As Hayabusa2 descended towards Ryugu to deploy the MINERVA-II1 rovers, the ONC-T camera snapped the highest resolution image yet of the asteroid surface!https://t.co/JDbk29RXHG pic.twitter.com/KFsLet5BMJ
— HAYABUSA2@JAXA (@haya2e_jaxa) 28 September 2018
The image embedded within the tweet above, taken by the ONC-T camera aboard the main Hayabusa-2 probe a day before the previous image, shows a bird’s (or rather, a Falcon’s) eye view of Ryugu’s surface from an altitude of about 64 metres. With a 1-metre scale included in the photograph, a new perspective can be applied to the asteroid. Its similarity to rock formations on Earth stand in stark contrast to the surface image which reveals an otherworldly sky, devoid of atmosphere and dominated by the Sun and the empty expanse of space.

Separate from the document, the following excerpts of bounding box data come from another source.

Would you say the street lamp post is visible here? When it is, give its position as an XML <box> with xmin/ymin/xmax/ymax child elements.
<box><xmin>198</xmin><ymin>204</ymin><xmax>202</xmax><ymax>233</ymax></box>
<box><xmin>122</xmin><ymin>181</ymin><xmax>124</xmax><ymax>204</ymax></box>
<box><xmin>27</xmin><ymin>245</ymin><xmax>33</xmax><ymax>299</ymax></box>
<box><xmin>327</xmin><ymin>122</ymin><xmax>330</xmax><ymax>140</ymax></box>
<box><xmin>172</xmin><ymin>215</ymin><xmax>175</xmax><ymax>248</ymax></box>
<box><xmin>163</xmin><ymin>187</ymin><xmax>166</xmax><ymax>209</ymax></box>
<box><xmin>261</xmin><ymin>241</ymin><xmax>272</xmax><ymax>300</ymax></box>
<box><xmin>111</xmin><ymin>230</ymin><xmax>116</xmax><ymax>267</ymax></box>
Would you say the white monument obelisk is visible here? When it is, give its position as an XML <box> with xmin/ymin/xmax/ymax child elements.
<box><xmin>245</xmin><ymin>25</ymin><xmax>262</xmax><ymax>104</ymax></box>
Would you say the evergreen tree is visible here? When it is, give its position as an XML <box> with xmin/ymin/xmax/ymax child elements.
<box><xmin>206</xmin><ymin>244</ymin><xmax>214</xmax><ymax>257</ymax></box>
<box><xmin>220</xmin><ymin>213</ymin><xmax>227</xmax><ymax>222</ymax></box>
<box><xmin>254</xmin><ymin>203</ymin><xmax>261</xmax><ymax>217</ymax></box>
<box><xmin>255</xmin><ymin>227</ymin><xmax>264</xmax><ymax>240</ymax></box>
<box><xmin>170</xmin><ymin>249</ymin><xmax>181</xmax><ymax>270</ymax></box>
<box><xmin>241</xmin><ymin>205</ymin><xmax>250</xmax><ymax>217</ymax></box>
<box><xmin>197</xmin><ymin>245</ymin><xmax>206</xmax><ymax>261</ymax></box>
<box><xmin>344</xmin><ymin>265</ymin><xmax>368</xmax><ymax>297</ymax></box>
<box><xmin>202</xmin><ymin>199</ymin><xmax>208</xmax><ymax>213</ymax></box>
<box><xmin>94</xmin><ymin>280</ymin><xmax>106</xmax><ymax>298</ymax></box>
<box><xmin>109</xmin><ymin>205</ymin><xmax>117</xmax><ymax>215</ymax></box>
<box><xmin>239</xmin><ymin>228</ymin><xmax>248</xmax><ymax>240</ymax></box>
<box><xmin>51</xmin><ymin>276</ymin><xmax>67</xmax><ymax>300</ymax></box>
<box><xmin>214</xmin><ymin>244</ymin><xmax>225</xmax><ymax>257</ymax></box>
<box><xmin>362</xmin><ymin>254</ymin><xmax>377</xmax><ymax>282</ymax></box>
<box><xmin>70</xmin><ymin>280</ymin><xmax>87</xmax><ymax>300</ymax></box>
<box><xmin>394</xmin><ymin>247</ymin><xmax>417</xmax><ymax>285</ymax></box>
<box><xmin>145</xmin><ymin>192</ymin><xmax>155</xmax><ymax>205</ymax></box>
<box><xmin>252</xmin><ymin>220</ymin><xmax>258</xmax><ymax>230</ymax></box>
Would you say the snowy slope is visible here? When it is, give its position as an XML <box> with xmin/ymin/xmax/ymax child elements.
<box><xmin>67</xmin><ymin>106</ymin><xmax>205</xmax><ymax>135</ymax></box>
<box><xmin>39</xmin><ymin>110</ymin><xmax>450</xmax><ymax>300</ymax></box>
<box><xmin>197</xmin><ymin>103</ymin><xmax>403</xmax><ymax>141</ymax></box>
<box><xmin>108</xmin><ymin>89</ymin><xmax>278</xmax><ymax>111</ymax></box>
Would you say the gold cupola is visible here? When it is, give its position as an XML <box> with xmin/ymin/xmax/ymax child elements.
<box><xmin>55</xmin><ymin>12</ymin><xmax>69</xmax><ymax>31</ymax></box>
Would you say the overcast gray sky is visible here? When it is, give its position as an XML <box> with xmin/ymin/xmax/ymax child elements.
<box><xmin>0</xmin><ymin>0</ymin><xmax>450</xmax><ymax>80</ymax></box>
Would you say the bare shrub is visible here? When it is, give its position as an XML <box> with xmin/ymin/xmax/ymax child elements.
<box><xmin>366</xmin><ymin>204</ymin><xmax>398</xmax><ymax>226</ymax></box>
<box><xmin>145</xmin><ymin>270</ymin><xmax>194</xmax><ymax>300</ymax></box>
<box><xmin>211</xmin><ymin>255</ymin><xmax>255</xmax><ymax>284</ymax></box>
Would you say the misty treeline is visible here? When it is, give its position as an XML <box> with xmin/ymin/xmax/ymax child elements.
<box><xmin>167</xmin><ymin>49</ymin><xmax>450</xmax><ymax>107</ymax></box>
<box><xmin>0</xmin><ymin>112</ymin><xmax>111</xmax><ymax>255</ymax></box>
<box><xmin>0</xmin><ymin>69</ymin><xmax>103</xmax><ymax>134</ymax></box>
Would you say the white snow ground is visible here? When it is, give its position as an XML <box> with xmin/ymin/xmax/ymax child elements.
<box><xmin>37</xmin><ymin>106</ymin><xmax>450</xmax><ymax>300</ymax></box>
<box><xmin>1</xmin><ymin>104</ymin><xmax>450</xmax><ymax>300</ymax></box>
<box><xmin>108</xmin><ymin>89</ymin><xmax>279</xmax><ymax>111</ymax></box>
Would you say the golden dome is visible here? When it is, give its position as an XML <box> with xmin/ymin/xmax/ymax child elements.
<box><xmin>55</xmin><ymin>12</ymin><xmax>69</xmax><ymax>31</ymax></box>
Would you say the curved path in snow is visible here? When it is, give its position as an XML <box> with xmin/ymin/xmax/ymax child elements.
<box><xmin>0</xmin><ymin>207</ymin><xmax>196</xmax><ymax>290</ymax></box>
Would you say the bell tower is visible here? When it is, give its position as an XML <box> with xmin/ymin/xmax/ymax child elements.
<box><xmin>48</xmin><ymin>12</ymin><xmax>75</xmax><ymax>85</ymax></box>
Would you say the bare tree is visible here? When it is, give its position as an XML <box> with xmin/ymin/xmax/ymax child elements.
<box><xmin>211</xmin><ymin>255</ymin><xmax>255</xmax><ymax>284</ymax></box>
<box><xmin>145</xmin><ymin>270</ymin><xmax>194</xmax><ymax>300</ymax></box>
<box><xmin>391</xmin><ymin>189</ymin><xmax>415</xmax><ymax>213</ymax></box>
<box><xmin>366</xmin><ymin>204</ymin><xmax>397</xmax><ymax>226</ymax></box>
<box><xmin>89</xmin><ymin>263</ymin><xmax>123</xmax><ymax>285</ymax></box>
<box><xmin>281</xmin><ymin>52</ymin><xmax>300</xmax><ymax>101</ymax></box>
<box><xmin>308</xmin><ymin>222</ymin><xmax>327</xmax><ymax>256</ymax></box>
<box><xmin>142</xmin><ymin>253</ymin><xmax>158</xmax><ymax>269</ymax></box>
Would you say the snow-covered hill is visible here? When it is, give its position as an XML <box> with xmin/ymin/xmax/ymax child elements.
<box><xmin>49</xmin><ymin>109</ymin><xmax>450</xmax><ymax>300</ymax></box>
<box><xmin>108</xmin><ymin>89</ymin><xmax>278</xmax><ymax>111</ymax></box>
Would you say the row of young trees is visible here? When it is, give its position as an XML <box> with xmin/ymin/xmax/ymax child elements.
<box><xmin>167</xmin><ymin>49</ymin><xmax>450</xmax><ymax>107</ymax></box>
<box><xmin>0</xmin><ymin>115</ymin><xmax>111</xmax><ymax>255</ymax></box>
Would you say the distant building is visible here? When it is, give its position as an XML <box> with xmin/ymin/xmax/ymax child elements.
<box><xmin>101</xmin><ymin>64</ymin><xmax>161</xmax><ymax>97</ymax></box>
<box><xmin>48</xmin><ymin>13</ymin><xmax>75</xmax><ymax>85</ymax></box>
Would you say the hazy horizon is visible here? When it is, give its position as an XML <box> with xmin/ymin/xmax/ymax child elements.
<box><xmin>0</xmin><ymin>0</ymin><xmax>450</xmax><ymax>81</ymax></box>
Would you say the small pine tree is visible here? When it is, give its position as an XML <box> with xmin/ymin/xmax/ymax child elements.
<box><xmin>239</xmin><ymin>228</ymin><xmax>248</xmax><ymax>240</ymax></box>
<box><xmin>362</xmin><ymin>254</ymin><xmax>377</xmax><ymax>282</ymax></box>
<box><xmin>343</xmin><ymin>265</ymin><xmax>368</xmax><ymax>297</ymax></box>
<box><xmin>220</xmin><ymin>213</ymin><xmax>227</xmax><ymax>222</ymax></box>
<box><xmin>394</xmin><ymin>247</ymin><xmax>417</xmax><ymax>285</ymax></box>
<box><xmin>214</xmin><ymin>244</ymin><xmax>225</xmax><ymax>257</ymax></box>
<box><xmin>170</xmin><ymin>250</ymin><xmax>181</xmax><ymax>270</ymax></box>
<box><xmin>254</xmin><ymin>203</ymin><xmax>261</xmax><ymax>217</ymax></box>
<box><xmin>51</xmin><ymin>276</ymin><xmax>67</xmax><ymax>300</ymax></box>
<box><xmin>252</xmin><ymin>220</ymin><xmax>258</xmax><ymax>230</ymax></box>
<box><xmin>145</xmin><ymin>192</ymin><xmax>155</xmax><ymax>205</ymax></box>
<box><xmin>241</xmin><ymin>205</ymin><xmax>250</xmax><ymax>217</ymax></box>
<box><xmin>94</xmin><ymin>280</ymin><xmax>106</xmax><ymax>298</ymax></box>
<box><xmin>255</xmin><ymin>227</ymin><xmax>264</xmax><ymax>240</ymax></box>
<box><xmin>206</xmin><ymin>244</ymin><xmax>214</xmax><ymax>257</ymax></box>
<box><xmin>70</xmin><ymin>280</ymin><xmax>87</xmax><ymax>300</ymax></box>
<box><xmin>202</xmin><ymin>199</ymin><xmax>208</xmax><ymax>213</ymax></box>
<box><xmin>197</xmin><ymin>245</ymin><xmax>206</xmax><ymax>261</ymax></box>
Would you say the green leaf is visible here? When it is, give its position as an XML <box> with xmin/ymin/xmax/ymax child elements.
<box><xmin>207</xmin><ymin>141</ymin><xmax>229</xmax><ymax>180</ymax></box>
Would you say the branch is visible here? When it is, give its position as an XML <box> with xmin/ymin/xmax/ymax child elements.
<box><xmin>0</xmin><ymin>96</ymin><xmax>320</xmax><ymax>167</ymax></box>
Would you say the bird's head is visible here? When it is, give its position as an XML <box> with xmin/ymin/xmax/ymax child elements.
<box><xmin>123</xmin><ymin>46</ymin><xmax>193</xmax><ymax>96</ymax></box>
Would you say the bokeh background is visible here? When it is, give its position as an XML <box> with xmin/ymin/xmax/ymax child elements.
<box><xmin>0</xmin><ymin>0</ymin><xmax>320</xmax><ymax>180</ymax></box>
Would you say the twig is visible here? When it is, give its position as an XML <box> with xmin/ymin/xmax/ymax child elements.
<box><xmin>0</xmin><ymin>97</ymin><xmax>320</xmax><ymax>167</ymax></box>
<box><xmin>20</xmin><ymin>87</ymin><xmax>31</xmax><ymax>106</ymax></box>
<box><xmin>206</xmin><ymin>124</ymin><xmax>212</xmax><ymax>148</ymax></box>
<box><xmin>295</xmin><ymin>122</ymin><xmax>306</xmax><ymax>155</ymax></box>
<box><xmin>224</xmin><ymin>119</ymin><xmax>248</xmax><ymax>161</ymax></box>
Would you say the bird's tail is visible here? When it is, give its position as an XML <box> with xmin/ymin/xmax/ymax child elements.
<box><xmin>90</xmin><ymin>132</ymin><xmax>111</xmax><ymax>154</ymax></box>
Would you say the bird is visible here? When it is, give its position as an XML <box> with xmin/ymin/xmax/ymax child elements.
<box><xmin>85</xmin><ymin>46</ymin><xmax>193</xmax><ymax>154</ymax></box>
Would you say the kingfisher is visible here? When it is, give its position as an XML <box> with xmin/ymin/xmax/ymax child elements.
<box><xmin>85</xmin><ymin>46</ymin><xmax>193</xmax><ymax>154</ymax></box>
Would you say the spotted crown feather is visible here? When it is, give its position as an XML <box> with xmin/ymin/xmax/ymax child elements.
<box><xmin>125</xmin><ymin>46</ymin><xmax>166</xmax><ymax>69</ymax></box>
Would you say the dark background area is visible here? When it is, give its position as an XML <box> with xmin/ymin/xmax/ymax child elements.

A couple of weeks later, Hayabusa-2’s MASCOT (Mobile Asteroid Surface Scout) rover also landed on Ryugu at its landing site, “Alice’s Wonderland”. Developed by German and French scientists in collaboration with the Japanese, it landed on 3rd October and contained various scientific instruments. These included a magnetometer, radiometer, infrared spectrometer and a camera which took the photo embedded within the tweet below between 10 and 20 metres from Ryugu’s surface, allowing for a clearer view of Ryugu without the lens flares present in the first photo taken by Rover-1A, which distorted the image.
So glad to finally be home, at asteroid #Ryugu! Here’s another picture that I took while I was landing – between 10 and 20 metres from the surface! What a place! It’s out of this world, don’t you think? #AsteroidLanding #hayabusa2 pic.twitter.com/PAxaQ3AwHX
— MASCOT Lander (@MASCOT2018) 7 October 2018
MASCOT’s exploration of Ryugu was a short one, though. Due to the shoebox-sized hopping robot’s dependence on non-rechargeable lithium-ion batteries, MASCOT ceased explorations after 17 hours.
Hayabusa-2 is expected to leave Ryugu in December 2019, with a return to Earth in the same month in 2020, bringing samples of Ryugu for scientific study. Meanwhile, on 3rd December NASA successfully landed their own spacecraft on an asteroid. Within a week of NASA’s OSIRIS-Rex landing on the asteroid of Bennu, the craft had discovered water bound up within clay minerals on the asteroid’s surface.
After Mars and the Moon, the asteroids of our solar system may be a likely target for future human exploration and colonisation. Ryugu alone is believed to contain a variety of useful minerals and metals that could in future be mined and either sent back to Earth or used by human explorers, scientists and colonists. These include nickel, iron, cobalt and essential elements for human survival beyond Earth such as nitrogen, hydrogen and water.